Las penurias, por falta de pentotal, para las treinta y cinco estidades estadunidenses que ejecutan presos (casi nunca se refieren a ellos como humanos) serán mayúsculas: en 2008 el tribunal superior prohibió el uso de la silla eléctrica por considerar el procedimiento “cruel e inhumano”.
Ante la falta de pentotal será interesante, y terrible, conocer las nuevas instrucciones de los directores médicos de los penales: ¿sustituirán el pentotal por anestésicos más caros o buscarán otras vías, como el ahorcamiento, siguiendo el modelo chino o iraní para acabar con sus reos? A esa pregunta sigue otra: en caso de que se decida utilizar otro anestésico, ¿quién lo proveerá? Mientras, se anunció que en Ohio se usará pentobarbital y que Nebraska consiguió en India pentotal (…).

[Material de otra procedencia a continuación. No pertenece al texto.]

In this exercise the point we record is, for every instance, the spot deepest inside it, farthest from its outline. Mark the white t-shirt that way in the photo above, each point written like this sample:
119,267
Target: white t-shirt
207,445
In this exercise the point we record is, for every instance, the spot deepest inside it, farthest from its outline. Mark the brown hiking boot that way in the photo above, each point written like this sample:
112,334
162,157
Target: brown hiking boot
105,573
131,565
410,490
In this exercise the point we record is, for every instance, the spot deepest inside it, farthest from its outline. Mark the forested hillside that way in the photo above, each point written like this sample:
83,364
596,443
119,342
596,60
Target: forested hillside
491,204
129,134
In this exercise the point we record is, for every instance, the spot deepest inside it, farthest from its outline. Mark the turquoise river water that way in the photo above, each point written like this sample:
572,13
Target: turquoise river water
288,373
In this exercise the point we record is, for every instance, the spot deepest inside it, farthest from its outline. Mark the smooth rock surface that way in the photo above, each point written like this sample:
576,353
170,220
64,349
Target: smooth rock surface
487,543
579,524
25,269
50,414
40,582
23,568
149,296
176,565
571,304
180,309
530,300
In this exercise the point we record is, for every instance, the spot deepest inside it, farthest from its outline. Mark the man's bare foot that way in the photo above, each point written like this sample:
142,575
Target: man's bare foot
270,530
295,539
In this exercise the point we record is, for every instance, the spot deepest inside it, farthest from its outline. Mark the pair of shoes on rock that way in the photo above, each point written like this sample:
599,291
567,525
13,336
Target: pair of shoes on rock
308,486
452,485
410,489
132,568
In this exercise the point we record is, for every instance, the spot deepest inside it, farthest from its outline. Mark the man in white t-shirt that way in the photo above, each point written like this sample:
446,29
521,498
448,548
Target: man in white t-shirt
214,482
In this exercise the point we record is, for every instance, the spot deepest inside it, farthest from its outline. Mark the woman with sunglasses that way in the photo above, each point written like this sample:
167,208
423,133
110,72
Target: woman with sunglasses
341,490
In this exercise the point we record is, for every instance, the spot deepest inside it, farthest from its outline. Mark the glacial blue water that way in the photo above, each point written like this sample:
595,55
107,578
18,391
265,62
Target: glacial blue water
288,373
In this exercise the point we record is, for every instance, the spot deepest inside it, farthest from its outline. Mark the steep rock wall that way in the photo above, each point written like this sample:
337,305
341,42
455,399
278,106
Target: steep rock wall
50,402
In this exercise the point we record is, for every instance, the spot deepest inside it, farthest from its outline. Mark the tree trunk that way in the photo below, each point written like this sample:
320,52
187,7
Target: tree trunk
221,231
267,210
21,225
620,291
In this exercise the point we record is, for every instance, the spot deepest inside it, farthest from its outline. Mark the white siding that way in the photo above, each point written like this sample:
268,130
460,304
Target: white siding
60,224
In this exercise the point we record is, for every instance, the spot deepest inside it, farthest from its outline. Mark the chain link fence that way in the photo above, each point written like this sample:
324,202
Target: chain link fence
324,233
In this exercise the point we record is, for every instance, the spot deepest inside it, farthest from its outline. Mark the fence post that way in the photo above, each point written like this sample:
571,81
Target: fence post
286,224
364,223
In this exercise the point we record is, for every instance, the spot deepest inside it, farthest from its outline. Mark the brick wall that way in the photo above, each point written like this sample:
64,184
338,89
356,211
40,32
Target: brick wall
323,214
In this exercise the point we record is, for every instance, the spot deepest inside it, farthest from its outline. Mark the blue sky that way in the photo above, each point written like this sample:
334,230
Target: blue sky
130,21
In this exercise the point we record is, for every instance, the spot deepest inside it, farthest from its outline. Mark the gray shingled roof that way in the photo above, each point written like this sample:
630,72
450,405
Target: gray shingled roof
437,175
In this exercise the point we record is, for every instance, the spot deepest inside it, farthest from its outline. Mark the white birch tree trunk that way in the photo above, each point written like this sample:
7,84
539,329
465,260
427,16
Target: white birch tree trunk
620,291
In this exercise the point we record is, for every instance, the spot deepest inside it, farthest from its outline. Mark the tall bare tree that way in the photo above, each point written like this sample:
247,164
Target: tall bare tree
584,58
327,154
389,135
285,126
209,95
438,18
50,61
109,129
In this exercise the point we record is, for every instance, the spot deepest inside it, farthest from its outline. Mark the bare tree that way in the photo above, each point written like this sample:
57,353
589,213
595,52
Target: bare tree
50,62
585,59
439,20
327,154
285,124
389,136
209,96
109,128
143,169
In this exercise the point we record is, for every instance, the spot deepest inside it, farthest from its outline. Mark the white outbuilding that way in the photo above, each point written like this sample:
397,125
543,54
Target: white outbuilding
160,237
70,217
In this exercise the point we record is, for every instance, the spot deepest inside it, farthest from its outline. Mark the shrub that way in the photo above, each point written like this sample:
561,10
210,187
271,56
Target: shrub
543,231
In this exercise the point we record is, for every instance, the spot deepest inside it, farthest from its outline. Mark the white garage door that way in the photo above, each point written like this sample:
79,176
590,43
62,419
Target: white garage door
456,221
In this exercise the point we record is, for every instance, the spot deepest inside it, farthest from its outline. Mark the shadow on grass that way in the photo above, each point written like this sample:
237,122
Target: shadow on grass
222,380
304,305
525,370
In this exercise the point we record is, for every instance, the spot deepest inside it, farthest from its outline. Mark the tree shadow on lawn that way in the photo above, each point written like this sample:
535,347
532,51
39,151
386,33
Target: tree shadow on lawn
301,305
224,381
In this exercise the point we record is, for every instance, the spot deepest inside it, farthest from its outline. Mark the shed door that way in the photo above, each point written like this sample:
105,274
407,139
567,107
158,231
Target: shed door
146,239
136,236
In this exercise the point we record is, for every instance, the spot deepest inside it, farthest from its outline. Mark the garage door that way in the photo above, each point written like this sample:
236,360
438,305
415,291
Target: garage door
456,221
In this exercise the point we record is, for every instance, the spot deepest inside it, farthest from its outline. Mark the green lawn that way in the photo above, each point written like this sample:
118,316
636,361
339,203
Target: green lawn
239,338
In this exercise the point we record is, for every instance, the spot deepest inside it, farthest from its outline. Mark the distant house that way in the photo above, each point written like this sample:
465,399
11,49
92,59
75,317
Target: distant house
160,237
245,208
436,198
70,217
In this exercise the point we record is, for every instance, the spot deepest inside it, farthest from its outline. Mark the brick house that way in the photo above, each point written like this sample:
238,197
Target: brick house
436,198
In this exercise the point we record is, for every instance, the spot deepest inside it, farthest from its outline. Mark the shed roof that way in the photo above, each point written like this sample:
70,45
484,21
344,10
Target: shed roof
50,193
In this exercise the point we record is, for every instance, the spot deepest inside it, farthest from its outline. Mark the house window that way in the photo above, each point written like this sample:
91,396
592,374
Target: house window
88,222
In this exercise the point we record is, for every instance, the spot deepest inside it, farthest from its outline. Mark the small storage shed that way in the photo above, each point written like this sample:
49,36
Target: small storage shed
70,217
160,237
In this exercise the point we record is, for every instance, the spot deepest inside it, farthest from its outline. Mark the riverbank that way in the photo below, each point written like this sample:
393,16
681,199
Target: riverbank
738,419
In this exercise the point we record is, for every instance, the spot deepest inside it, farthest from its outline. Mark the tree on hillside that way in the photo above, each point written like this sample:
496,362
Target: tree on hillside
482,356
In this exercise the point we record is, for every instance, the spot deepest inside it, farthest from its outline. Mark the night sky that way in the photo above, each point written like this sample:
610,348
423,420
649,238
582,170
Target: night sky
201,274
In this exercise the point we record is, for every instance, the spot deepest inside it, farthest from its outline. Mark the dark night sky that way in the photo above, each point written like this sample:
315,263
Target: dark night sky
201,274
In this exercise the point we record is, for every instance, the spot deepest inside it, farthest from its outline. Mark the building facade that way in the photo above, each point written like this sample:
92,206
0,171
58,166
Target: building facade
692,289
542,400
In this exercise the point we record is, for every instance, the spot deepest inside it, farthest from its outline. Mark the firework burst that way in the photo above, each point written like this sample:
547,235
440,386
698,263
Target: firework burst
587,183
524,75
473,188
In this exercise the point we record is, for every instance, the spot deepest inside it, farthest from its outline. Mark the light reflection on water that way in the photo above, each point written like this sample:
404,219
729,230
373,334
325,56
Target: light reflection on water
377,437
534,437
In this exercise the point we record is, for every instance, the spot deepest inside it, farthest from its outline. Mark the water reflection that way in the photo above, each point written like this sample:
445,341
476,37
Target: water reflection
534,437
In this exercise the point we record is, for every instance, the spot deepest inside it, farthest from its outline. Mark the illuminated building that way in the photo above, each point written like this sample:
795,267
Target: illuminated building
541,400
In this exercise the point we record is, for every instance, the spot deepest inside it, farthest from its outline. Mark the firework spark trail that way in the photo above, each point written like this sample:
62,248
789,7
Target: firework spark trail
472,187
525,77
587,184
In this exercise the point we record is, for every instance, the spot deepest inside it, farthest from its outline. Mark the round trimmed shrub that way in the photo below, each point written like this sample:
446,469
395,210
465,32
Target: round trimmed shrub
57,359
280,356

La sociedad civil ha mostrado la falta de ética de la compañía Hospira. Debería exponerse el nombre de los laboratorios que venden a las cárceles de Estados Unidos el cloruro de potasio y el bromuro de pancurnio. No es creíble que Hospira ignorase que el pentotal sólo se usaba en las prisiones como anestesia para cirugías y no como antesala de la muerte. En los dos primeros párrafos intenté demostrar que las industrias farmacéuticas se ocupan más de los mercados que de los seres humanos.
La ONG Reprieve ha hecho una gran labor al desnudar a Hospira. Muchas, muchísimas farmacéuticas y no pocos médicos deberían releer los códigos éticos universales y escribir los suyos.